Programme d’aide financière de dernier recours: une condition dangereuse

 

Lorsqu’ une personne reçoit `l’aide sociale’, elle doit faire toutes les démarches possibles pour obtenir l’argent ou les avantages auxquels elle a droit par d’autres moyens (par exemple :  assurance emploi, indemnités, etc.).

Autrement dit, l’aide sociale n’intervient qu’en dernier recours : l’État aide seulement quand la personne ne peut pas subvenir à ses besoins autrement. C’est pourquoi, une mère seule victime de violence, qui pourrait recevoir une pension alimentaire doit en faire la demande avant ou pendant qu’elle reçoit l’aide sociale, car cette pension pourrait réduire ou remplacer une partie de l’aide financière versée par le gouvernement.

 

Quand la demande de garde entraîne celle de la pension alimentaire


De la même manière, les avocats qui accompagnent les femmes victimes de violence dans une demande de garde incluent systématiquement une demande de pension alimentaire au nom de l’article 585 du Code civil du Québec : Les père et mère, en tant que tels, doivent des aliments à leur enfant. Cette obligation de remplir le formulaire dans toute demande de garde ou de pension impliquant des enfants date de 1997. Une mère victime de violence qui dépose une demande de garde doit donc automatiquement inclure la question de la pension alimentaire L’objectif était que le juge règle en une seule décision : la garde, les droits d’accès, la contribution financière de chaque parent. De plus, depuis le fameux arrêt de la Cour  Éric c. Lola en 2013 souvent appelé « l’arrêt du fondateur du Cirque du Soleil », il s’applique uniformément à tous les enfants, sans distinction fondée sur le mariage.

 

Des démarches à haut risque

 

Au Parados, nous observons plusieurs scénarios :

 

  1. Par peur des représailles, certaines femmes renoncent à demander l’aide sociale ou la garde légale, afin d’éviter une escalade de la violence.

    Cette peur, bien réelle, les pousse à sacrifier leur stabilité financière, juridique et parentale afin de préserver leur sécurité.

  2. D’autres, contraintes par la nécessité, engagent les démarches, la peur au ventre, terrifiées à l’idée que la colère du conjoint explose à nouveau et que la justice soit instrumentalisée par la vengeance et le contrôle de leur agresseur.

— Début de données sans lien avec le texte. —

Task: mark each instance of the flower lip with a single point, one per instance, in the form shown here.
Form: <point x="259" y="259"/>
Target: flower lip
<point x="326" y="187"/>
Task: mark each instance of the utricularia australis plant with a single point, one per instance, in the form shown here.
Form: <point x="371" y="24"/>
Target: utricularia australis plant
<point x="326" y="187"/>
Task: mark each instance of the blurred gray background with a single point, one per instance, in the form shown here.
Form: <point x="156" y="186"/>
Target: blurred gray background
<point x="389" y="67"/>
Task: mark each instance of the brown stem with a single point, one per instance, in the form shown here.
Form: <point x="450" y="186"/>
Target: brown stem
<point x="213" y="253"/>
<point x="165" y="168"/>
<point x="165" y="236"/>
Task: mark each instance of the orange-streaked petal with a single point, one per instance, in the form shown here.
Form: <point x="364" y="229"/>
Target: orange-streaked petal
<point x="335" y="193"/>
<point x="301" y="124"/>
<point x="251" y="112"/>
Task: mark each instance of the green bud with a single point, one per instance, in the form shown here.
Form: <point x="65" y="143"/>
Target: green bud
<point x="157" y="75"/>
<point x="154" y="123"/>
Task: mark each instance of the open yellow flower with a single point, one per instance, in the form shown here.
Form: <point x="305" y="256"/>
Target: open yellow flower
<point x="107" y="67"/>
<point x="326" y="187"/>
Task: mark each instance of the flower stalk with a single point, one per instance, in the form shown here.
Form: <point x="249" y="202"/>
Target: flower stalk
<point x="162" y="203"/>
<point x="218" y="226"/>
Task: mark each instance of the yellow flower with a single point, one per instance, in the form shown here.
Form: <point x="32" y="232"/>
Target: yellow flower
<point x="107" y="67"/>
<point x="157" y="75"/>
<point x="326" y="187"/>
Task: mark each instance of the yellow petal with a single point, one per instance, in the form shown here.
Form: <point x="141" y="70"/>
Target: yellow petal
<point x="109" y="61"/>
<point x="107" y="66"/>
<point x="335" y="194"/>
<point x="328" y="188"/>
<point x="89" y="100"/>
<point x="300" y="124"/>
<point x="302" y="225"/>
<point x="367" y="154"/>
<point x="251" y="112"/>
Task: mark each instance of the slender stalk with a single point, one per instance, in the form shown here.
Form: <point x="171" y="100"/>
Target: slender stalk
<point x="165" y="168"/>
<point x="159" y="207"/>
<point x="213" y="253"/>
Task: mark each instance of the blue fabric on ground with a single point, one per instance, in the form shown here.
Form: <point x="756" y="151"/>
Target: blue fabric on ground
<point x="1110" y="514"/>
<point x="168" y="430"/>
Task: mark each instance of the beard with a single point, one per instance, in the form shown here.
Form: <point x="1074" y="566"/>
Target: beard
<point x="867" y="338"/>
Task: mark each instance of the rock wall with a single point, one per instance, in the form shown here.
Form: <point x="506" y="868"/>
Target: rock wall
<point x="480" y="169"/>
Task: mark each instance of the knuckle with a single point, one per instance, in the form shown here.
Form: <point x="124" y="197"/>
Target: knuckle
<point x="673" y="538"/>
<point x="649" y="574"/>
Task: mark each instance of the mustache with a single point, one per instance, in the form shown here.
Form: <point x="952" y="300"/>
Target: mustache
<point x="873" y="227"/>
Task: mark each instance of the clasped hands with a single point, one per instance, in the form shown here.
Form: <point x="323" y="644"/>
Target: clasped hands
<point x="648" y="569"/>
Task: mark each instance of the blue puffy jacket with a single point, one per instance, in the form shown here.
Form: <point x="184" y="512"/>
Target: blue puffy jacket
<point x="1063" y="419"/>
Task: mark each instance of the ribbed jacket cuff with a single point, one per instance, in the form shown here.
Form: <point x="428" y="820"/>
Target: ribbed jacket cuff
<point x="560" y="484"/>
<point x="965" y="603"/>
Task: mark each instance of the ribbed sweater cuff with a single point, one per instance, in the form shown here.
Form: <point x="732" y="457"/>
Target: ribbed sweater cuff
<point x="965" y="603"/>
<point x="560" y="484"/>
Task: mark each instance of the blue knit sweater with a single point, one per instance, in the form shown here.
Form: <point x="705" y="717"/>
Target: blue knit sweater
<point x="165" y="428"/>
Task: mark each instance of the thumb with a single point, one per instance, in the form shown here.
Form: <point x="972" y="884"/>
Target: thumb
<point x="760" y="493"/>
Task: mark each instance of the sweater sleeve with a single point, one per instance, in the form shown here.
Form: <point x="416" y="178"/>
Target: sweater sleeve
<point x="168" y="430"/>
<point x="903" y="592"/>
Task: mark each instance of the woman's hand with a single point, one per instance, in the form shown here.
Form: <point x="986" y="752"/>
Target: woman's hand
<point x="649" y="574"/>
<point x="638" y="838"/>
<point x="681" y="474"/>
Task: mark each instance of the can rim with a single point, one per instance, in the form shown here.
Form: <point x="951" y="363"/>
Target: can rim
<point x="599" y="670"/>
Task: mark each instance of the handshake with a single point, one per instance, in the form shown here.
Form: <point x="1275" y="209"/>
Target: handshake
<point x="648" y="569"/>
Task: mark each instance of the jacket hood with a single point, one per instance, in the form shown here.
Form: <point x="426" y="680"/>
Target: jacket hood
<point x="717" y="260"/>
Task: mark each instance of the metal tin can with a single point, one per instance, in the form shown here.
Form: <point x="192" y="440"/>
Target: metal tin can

    Elles le font parce qu’elles n’ont pas d’autres options : incapables de travailler en raison des conséquences psychologiques ou physiques de la violence, elles doivent assurer la survie de leur famille.

 

En tant que maison d’hébergement, nous sommes témoins, trop souvent, que ces démarches déclenchent une escalade ou une vengeance et des tentatives de reprendre le contrôle à travers la démarche judiciaire. Certains pères vont jusqu’à réclamer à la cour une garde complète, en accusant la femme de toute la situation, à la suite de cette demande de pension alimentaire, alors qu’ils n’ont fait aucune démarche depuis des mois pour voir leur enfant. D’autres évoquent la garde partagée afin de réduire le plus possible le montant de la pension alimentaire malheureusement trop souvent sans réelle volonté d’assumer leurs responsabilités parentales.

Sur le long terme, nous voyons que certains agresseurs quittent leur emploi, reprennent les études ou travaillent illégalement pour éviter d’avoir à payer cette pension.  Dans les cas les plus graves que nous avons vu, certaines femmes ont reçu des menaces de mort de leur ex-partenaire pour leur avoir mentionné la possibilité d’exercer leur droit de demander une pension.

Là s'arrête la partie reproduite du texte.